Cloud vendors will tout de-duplication as one of the simplest methods of managing exploding data growth. While the technology will do what it will, there are several things that the end user must be aware of before they subject their data to the de-duplication process.
1/ De-duplication technologies have been around for a long time. They have been used by Zip utilities along with compression technologies. The technology is supported by many applications.
2/ De-duplication is measured as a ratio. It is believed that a higher ratio indicates a better use of the technology. But, it should be remembered that higher ratios imply lower returns as no file or block can be shrunk 100%.
3/ De-duplication is a CPU intensive process.
4/ If de-duplication is performed at source, the process will consume huge amounts of processing power and will slow down the process of backup.
5/ If de-duplication is performed at the destination, it will slow down the backup server performance.
6/ If de-duplication is performed on the target server, there will be no bandwidth saving or space saving in the initial stages. In fact, the target volume may require more space for initiating and completing the de-duplication process.
7/ Hash collisions do occur. If the de-duplication algorithm is not perfect, the process may generate the same hash for two blocks of different data.
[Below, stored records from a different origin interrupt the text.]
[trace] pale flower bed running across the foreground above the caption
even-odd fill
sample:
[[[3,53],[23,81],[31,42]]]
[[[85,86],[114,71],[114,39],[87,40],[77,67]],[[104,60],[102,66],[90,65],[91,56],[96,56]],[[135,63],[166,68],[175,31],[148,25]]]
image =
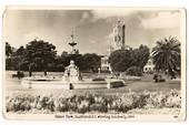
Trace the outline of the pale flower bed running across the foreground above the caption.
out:
[[[109,95],[82,94],[82,95],[33,95],[33,94],[13,94],[7,96],[7,112],[26,113],[39,112],[117,112],[127,113],[136,108],[180,108],[181,95],[177,90],[170,92],[129,92]],[[40,113],[40,112],[39,112]]]

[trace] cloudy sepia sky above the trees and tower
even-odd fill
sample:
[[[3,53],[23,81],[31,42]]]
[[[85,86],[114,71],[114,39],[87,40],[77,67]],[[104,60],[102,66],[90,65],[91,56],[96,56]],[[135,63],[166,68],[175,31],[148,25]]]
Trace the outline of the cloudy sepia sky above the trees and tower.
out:
[[[106,54],[118,20],[126,24],[126,45],[153,48],[156,41],[176,37],[180,40],[179,10],[94,8],[94,9],[7,9],[3,14],[3,41],[26,46],[38,38],[56,45],[58,54],[70,51],[74,34],[80,53]]]

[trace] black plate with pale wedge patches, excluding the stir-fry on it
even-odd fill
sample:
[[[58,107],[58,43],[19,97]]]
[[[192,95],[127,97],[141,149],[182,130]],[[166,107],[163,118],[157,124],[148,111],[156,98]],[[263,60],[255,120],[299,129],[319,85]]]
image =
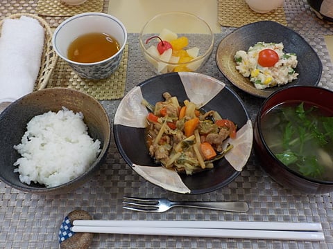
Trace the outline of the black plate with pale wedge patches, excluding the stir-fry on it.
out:
[[[155,163],[146,146],[148,111],[141,102],[143,98],[151,104],[162,101],[162,93],[166,91],[176,96],[180,103],[184,100],[202,103],[203,110],[218,111],[223,118],[237,124],[239,139],[233,141],[234,148],[228,152],[230,157],[227,154],[225,158],[215,162],[213,169],[191,176],[178,174]],[[113,130],[121,156],[137,174],[165,190],[182,194],[203,194],[228,185],[246,165],[253,141],[252,123],[239,96],[219,80],[189,72],[157,75],[135,86],[121,100],[114,116]],[[232,159],[232,154],[237,153],[240,148],[243,151],[237,157],[237,163]]]

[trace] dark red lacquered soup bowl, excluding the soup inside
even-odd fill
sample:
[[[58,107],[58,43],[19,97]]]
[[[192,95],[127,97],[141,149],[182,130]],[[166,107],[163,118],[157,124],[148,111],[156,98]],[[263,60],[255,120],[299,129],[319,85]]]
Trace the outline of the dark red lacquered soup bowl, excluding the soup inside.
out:
[[[320,181],[298,174],[278,160],[269,149],[262,132],[262,118],[282,103],[309,102],[333,113],[333,91],[318,86],[291,86],[271,94],[262,104],[254,127],[253,148],[264,171],[283,187],[307,194],[333,192],[333,181]],[[282,138],[281,138],[282,139]],[[332,165],[333,167],[333,165]]]

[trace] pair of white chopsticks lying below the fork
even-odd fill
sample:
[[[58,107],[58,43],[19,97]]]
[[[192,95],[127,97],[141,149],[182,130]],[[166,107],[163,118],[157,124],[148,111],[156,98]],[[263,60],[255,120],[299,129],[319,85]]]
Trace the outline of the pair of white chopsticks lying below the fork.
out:
[[[325,240],[321,223],[251,221],[94,221],[76,220],[73,232],[145,234],[242,239]]]

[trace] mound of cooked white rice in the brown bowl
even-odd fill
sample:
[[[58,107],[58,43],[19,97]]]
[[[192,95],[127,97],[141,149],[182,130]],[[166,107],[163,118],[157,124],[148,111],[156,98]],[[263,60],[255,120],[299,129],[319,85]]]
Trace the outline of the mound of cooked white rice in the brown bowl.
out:
[[[67,183],[83,174],[101,151],[101,142],[88,135],[83,113],[65,107],[33,117],[26,127],[21,143],[14,146],[22,156],[14,172],[28,185]]]

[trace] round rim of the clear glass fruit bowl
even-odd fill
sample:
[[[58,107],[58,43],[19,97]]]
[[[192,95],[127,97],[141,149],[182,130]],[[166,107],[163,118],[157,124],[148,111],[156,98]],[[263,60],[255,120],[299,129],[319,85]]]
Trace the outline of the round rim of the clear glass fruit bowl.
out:
[[[151,55],[150,53],[147,52],[144,44],[143,44],[143,40],[142,40],[142,33],[144,31],[144,29],[146,28],[146,26],[148,26],[151,21],[153,21],[154,19],[156,19],[157,17],[161,17],[161,16],[166,16],[166,15],[189,15],[191,17],[194,17],[200,21],[203,22],[203,24],[205,24],[205,26],[207,26],[207,28],[210,30],[210,34],[212,35],[212,42],[210,44],[210,47],[205,51],[205,53],[203,55],[200,55],[194,59],[192,59],[190,62],[183,62],[183,63],[175,63],[175,62],[167,62],[167,61],[164,61],[163,59],[160,59],[158,57],[155,57],[153,55]],[[201,17],[198,17],[197,15],[194,15],[194,14],[191,14],[189,12],[181,12],[181,11],[176,11],[176,12],[164,12],[164,13],[160,13],[158,15],[155,15],[155,17],[153,17],[152,19],[150,19],[149,21],[146,22],[146,24],[144,25],[144,28],[142,28],[141,32],[140,32],[140,35],[139,35],[139,42],[140,42],[140,46],[143,48],[144,50],[144,53],[146,53],[149,57],[159,61],[159,62],[164,62],[164,63],[167,63],[169,65],[183,65],[183,64],[189,64],[189,63],[192,63],[192,62],[196,62],[200,59],[203,59],[205,58],[207,55],[210,55],[210,53],[212,53],[212,50],[213,50],[213,47],[214,47],[214,33],[213,33],[213,30],[212,28],[210,27],[210,24],[207,23],[207,21],[205,21],[204,19],[202,19]]]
This may result in the data being discarded as a duplicate. Cloud service providers overcome this problem by using multiple hash algorithms to identify and eliminate duplicates. However, this will increase processing time and CPU usage.
8/ De-duplication of media files are not very efficient. This is because some types of media files, such as, MP3, MP4 or JPEG do not de-duplicate well as redundancy has already been removed from the file.
9/ Windows Server 8 offers a native file system de-duplication feature. This is a source level de-duplication algorithm that uses post-process de-duplication. It complements Hyper-V to reduce redundancy across virtual machines. The file system guards against corruption of data by using copy-on-write algorithm.
10/ De-duplication makes the use of solid state drives with virtualization hosts more practical. These drives are smaller but they deliver optimal performance.
In context, it may be a good idea to read between the lines and understand the nuances of the de-duplication technology offered, before signing the service level agreement (SLA) with your Cloud service vendor.